Germany’s benchmark 10-year government bond yield held near its lowest level in almost two weeks on Tuesday, as a slew of central bank policy makers lined up to give their latest thoughts on the economy and monetary policy outlook. European Central Bank President Mario Draghi is scheduled to speak at a gathering on central banking in Portugal, while Bank of England chief Mark Carney is expected to speak at a news conference following the release of the bank’s financial stability report later this session. Janet Yellen, the head of the U.S. Federal Reserve, speaks in London later in the day. Other Fed officials are also on the calendar.
While the outlook for economic growth has brightened this year, subdued inflation in most major economies has cast doubts over the scale and scope for tighter monetary policies. A recent fall in oil prices has also weighed on market inflation expectations. Long-dated U.S. Treasury yields fell to seven-month lows on Monday after weak U.S. durable goods orders raised concerns about tepid growth and slowing inflation.
That triggered a further flattening of yield curves, with the gap between and five and 30-year bond yields at its tightest level since 2007. The yield curve in Germany, the euro zone’s biggest economy and its benchmark issuer, is close to its flattest in seven months.

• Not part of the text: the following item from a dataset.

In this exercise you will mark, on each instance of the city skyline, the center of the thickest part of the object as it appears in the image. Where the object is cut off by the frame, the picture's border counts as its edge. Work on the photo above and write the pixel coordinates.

Germany’s 10-year Bund yield was virtually flat on Tuesday at around 0.25 percent and within sight of almost two-week lows hit the previous session.
Most other bond yields across the single-currency bloc were also little changed on the day. With inflation in the single-currency bloc still low, analysts expect the European Central Bank to maintain its ultra-loose monetary policy stance for some time, pinning down bond yields.
“The European economy is doing well and inflation is low, so it looks like a perfect world for a central bank,” said DZ Bank strategist Daniel Lenz. “But the ECB is caught between those economies that are weak and still need monetary stimulus and those that are healthy and are saying rates are too low.” There was some focus on debt sales in the region. Germany is slated to sell 4 billion euros worth of two-year government debt, while Italy is scheduled to auction inflation-linked bonds.